The percentage of qualified workers in settings for children under the age of 5 has risen from just 55 per cent when the council's official register opened in 2006 to 89 per cent in 2013-14, the report says. The remaining 11 per cent of the workforce is currently working towards gaining qualifications.
The Scottish government now requires all practitioners and managers in early-years settings to belong to the SSSC's register, which they can join only if they hold a qualification or are working towards one.
The increase in qualified workers and scrutiny of early years and childcare services is "improving the lives and outcomes for children, families, communities and the economy", the report adds.
Anna Fowlie, chief executive of the SSSC, said: "Qualified workers lead to quality early years services. Scotland's early years workers deserve praise for their efforts to increase their knowledge, confidence and leadership skills but most importantly, for the difference they are making to children's lives."

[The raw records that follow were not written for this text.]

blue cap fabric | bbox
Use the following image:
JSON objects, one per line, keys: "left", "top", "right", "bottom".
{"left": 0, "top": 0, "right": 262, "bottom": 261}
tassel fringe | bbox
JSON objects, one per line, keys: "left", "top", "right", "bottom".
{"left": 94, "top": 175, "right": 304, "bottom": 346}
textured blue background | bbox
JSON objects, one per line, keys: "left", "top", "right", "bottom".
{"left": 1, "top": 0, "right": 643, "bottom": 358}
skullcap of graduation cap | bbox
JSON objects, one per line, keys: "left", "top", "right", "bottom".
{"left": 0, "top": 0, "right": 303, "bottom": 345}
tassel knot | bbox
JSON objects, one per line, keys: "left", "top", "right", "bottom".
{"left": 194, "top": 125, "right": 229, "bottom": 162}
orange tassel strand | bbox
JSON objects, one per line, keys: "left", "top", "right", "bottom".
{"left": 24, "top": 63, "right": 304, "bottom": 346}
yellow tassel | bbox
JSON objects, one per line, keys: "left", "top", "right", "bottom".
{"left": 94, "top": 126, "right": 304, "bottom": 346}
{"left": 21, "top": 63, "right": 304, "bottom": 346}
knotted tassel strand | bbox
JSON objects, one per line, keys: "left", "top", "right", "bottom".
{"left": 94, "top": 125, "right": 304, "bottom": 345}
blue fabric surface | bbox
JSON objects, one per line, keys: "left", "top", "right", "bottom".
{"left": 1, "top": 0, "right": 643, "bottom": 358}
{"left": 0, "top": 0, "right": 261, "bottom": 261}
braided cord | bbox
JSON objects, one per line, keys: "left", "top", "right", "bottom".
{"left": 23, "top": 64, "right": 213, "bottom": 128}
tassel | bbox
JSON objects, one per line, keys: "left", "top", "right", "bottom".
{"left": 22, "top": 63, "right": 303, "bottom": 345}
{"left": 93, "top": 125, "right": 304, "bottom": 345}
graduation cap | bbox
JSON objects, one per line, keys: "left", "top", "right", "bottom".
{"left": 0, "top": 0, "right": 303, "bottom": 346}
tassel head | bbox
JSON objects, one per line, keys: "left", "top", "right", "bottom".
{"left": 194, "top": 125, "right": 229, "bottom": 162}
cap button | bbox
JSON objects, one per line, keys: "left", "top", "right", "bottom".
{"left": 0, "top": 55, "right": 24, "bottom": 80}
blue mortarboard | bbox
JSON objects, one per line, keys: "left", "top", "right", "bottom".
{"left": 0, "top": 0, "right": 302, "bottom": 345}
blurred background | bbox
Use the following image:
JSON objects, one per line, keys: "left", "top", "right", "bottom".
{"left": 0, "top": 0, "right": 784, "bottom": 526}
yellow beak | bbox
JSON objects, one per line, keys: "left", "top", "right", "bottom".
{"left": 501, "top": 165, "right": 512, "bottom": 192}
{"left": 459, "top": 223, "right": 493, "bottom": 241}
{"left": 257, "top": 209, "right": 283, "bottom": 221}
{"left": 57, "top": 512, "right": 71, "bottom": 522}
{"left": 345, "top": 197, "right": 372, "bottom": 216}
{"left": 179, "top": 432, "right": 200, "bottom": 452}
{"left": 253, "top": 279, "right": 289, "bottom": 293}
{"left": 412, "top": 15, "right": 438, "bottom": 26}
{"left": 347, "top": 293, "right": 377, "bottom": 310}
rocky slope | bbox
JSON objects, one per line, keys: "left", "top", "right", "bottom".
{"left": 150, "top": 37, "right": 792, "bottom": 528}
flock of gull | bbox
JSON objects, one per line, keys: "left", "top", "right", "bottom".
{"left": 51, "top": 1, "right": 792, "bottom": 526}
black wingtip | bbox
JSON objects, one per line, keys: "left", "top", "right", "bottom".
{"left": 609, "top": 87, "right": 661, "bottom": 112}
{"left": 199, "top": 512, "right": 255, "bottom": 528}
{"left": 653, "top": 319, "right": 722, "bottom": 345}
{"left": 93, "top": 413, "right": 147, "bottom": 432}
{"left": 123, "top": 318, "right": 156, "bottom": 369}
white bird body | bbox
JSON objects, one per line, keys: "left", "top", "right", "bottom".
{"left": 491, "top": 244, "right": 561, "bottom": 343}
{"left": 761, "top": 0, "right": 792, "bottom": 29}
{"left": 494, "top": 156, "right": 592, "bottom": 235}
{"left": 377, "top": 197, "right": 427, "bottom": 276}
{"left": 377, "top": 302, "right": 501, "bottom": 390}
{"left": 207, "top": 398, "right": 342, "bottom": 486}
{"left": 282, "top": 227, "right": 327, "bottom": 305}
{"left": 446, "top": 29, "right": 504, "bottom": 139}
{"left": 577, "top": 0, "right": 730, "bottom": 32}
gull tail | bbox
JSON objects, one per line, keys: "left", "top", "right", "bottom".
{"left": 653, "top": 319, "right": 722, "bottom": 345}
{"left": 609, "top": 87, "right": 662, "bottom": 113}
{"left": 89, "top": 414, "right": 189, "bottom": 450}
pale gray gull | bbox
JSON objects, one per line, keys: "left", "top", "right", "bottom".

The research also finds that the range of qualifications and resources developed by the SSSC is "starting to make a difference" to the way those in the workforce view themselves and their work. The impact also means that Scotland is now viewed as an international leader in the field of early years workforce development and education, the report says.
The SSSC is now looking forward to working with Iram Siraj-Blatchford, an academic from the University of London's Institute of Education, on her independent review of the early-years workforce, due to be published in the spring of next year.
The report was welcomed both by the Scottish government and the EIS teaching union, which has long fought for a legal acknowledgement from the government of the role that teachers registered with the General Teaching Council for Scotland (GTCS) play in early-years settings.
At its recent AGM in Perth, the union agreed a motion to call on the Scottish government to "legislate andor regulate for meaningful access to a GTCS-registered nursery teacher for all nursery pupils".
The SSSC's paper comes only months after the union lost a landmark case at the Court of Session, where it was challenging an earlier ruling that Glasgow City Council had no legal requirement to employ qualified nursery teachers in its nurseries.
Announcing the union's support for Professor Siraj-Blatchford's review in February, EIS general secretary Larry Flanagan said: "While recognising the important and valuable role played by all staff in nursery establishments, the EIS is firm in the belief that the continued involvement of teachers, as part of the pre-5 team, is essential to the delivery of quality educational experiences."
Welcoming the SSSC report this week, Mr Flanagan told TESS it was "confirmation that highly qualified staff make a difference in the pre-5 sector".
"We just make the point that in terms of the educational input in the pre-5 sector, a postgraduate qualification in teaching offers another dimension. The higher qualified the staff are, the better the outcome. That is why teachers who are beyond graduate level bring something even further."
Aileen Campbell, minister for children and young people, said the report showed that the increase in qualified childcare workers was "improving the lives and outcomes of children and highlights the positive impact the degree qualification is having in the sector".